CHSFS stopped taking applications for new clients who wish to adopt a child under 2 years old. They said that 90% of clients want children under 2 but only 33% of children in their care fit that criteria.

Tuesday, November 10, 2009

Excuse me while I brag a bit

But I have the best friends ever!  My friends who are also adoptive mommies had a surprise (surprise doesn't really do it justice) shower for me.  I am overwhelmed.  Really how did I get so lucky?   It helped lift my spirits because as you if you read this blog I have been struggling.  Thank you girls!  

Family Photos & Happy Adoption Awareness Month

We, Harcar Photography,  took family photos last week for adoptive families. Is Eli a poster child for cuteness or what?  








 This reminds me of why we are going through this wait and agony.  

Somehow I survived

It has been 14 months since we were added to the wait list.  And although I am a little bitter I have survived.  I wish I saw the light at the end of the tunnel but I'm not even sure if I see the tunnel.  Everytime I have felt like we are close something happens.  

I have been telling myself that I need to prepare for the worst.  Maybe this won't happen.  Maybe the universe has told us time and time again that it is not meant for us to be parents.  That seems increasingly cruel of the universe.  

Friday, November 6, 2009

And the wait lengthens...again and again and again

We received word today that travel after passing court would be 3-6 months.  I don't think this is permanent. 

What's the reason?  
10 embassy dates every two weeks
33 CHSFS cases passed court last week alone.  

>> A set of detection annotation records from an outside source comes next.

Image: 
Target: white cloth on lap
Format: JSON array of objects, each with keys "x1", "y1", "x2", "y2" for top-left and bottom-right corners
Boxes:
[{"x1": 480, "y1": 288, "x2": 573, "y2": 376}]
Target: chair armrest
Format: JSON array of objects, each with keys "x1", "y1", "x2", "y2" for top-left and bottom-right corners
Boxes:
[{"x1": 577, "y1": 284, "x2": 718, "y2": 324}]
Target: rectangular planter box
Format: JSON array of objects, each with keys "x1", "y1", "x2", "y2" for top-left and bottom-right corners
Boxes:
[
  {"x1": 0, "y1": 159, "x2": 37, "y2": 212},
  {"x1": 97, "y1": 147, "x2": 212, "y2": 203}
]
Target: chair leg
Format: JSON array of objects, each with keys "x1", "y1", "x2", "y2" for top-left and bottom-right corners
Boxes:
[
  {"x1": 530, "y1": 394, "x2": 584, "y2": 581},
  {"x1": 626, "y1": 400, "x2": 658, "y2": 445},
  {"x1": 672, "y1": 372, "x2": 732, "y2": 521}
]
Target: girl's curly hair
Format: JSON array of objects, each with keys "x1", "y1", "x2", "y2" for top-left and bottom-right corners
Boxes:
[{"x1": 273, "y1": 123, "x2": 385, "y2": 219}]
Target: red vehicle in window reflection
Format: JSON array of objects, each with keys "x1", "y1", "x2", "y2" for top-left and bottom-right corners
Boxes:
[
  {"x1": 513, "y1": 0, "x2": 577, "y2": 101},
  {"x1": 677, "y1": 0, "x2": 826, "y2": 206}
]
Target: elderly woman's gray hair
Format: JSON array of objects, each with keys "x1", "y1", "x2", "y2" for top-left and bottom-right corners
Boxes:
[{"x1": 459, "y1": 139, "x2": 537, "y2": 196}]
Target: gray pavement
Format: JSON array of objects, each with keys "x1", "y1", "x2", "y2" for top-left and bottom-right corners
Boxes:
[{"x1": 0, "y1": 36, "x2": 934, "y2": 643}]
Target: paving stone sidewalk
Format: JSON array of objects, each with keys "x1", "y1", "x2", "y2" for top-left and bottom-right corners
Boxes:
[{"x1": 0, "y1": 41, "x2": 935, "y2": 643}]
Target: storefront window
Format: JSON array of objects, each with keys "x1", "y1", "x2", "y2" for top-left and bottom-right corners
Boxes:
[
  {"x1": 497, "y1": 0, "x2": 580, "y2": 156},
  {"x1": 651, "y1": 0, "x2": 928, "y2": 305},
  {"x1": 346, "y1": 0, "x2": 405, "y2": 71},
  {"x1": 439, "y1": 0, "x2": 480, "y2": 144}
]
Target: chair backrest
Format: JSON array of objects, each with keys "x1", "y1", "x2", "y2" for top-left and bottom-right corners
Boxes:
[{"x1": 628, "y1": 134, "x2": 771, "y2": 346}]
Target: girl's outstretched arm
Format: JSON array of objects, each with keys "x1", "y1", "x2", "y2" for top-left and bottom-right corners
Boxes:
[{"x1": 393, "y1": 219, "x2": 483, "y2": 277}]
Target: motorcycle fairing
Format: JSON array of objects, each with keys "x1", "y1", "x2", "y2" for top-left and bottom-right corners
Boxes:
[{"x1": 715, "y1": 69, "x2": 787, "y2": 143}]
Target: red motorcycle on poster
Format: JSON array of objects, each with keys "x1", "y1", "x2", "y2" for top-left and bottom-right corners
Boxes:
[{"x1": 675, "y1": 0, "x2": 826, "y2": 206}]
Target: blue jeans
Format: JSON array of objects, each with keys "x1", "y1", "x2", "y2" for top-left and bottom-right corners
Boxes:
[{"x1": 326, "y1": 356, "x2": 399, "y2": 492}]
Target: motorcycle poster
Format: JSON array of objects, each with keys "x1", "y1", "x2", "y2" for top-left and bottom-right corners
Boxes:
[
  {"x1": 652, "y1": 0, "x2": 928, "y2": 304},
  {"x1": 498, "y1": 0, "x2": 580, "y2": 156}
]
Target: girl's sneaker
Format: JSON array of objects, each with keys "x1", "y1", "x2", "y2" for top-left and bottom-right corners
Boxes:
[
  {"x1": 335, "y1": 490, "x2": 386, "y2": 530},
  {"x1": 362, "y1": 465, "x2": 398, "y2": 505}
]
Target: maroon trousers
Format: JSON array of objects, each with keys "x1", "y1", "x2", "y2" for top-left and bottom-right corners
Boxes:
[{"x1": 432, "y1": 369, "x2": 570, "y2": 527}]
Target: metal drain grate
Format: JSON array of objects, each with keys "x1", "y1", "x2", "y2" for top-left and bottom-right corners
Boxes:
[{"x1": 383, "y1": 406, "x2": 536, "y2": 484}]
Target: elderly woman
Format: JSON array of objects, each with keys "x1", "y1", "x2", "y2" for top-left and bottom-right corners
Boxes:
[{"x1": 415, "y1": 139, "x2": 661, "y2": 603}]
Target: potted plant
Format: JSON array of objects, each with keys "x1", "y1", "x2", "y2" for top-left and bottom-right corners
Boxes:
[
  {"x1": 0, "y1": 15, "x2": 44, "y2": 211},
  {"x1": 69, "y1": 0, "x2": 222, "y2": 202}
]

I just can't believe this.  Seems unlikely that it won't effect us since everything else has.  I hate this completely helpless feeling.  

Tuesday, November 3, 2009

Educational Reading

I am reading the book, The Girls Who Went Away: The hidden History of women who surrendered children for adoptio in the decades before Roe V. Wade.  It is a great book.  It is not cheerful or uplifting as you can imagine, but it does give lots of insight in to what it must be like to be a birth mother.  It's heart breaking that most birth mothers in the 50's and 60's had little to no support (or choice) when surrendering their children for adoption.  

Next on the list, the post-adoption blues: overcoming the unforeseen challenges of adoption.  Joel will be reading I'm Chocolate You're Vanilla.